On May 22, 2009, Kahn was hired by the Minnesota Timberwolves as president of basketball operations to replace Kevin McHale. In the 2009 NBA draft, Minnesota held the #5 and #6 picks. Kahn selected point guard Ricky Rubio at #5 and then Jonny Flynn at #6, thus twice passing on selecting on Stephen Curry, who was selected by the Golden State Warriors at #7. Although Rubio went on to have a long NBA career, Flynn played only two seasons. Curry (as of 2022) became a multiple-time All-Star, All-NBA, Finals MVP, MVP, all-time three-point leader, and league champion. Kahn has had little to say about passing on Curry. When asked in 2019, he deflected, noting that many other teams had also passed on Curry. Despite Minnesota having the #5 and #6 picks meaning only four out of the 28 other NBA teams besides Minnesota and Golden State passed on him.

Curry himself (in 2018 on the Ringer and 2022 on Draymond Green's podcast) relayed the rumor that his love of golf and Minnesota's inclement weather was a reason Kahn / Minnesota passed on him.

Kahn also drafted multiple players who are considered busts, such as Wesley Johnson and Derrick Williams. Echoing comments some columnists made after Kahn made several controversial moves in the summer of 2010, ESPN writers Chad Ford and John Hollinger called his tenure "baffling".
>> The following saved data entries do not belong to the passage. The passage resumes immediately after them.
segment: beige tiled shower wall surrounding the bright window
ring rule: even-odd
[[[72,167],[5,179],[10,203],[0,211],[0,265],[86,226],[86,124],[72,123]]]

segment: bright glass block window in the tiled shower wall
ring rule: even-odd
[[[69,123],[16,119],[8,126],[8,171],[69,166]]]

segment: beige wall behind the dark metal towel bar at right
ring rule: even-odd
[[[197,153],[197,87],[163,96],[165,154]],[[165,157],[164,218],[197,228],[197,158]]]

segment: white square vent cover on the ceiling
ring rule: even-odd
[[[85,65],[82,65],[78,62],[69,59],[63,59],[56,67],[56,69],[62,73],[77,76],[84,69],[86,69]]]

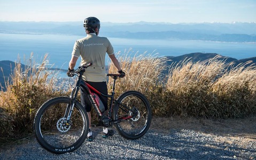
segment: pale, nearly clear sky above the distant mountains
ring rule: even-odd
[[[0,0],[0,21],[256,22],[255,0]]]

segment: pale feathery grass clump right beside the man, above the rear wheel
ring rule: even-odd
[[[118,53],[119,55],[120,53]],[[165,66],[161,65],[161,59],[157,55],[139,54],[138,52],[130,57],[129,50],[119,57],[121,68],[126,73],[125,78],[117,81],[117,93],[128,90],[136,90],[147,94],[154,90],[154,87],[159,83],[161,71]],[[117,73],[117,69],[110,63],[108,73]],[[112,81],[108,82],[109,90],[111,90]]]

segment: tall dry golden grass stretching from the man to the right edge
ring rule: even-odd
[[[161,59],[150,54],[124,55],[119,60],[127,76],[117,83],[117,92],[142,92],[155,116],[239,118],[256,114],[256,69],[245,67],[247,63],[227,69],[220,56],[197,63],[187,59],[173,63],[164,76],[160,75],[166,67],[160,65]],[[116,72],[112,63],[109,70]]]

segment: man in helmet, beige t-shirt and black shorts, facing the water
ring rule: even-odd
[[[88,17],[84,20],[83,27],[86,29],[87,37],[79,39],[75,42],[72,58],[69,62],[69,68],[67,75],[73,71],[77,59],[81,56],[81,65],[84,63],[92,63],[92,66],[88,67],[83,74],[84,81],[88,82],[91,86],[95,87],[98,91],[107,94],[106,73],[105,73],[105,55],[106,53],[110,57],[114,66],[118,69],[120,77],[125,77],[125,73],[121,70],[119,61],[115,58],[113,47],[106,37],[99,37],[100,21],[95,17]],[[80,88],[81,104],[86,108],[89,117],[89,132],[87,135],[88,141],[92,141],[91,132],[91,103],[87,97],[86,91]],[[102,100],[105,112],[107,114],[107,98],[100,97]],[[103,127],[103,138],[112,136],[113,130],[108,130]]]

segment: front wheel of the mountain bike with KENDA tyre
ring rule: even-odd
[[[74,151],[87,137],[89,120],[86,110],[75,102],[71,121],[67,123],[72,102],[68,97],[57,97],[46,101],[34,119],[35,136],[40,145],[55,154]]]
On May 2, 2013, Kahn was released from the Timberwolves after they did not exercise their option on his contract, instead hiring Flip Saunders for a second stint with the team.

===France===
On July 12, 2018, Kahn was announced as the president of Paris Basketball in the LNB Pro B. In 2021, Kahn's Paris Basketball team was promoted to the LNB Pro A after gaining the second-best record in the 2020–21 LNB Pro B season behind only Fos Provence Basket. During the 2023–24 LNB Élite season, under his leadership behind the scenes, Paris Basketball would win both the EuroCup Championship and the LNB Élite Leaders Cup, as well as be the runners-up to the championship-winning AS Monaco Basket in that season's playoffs.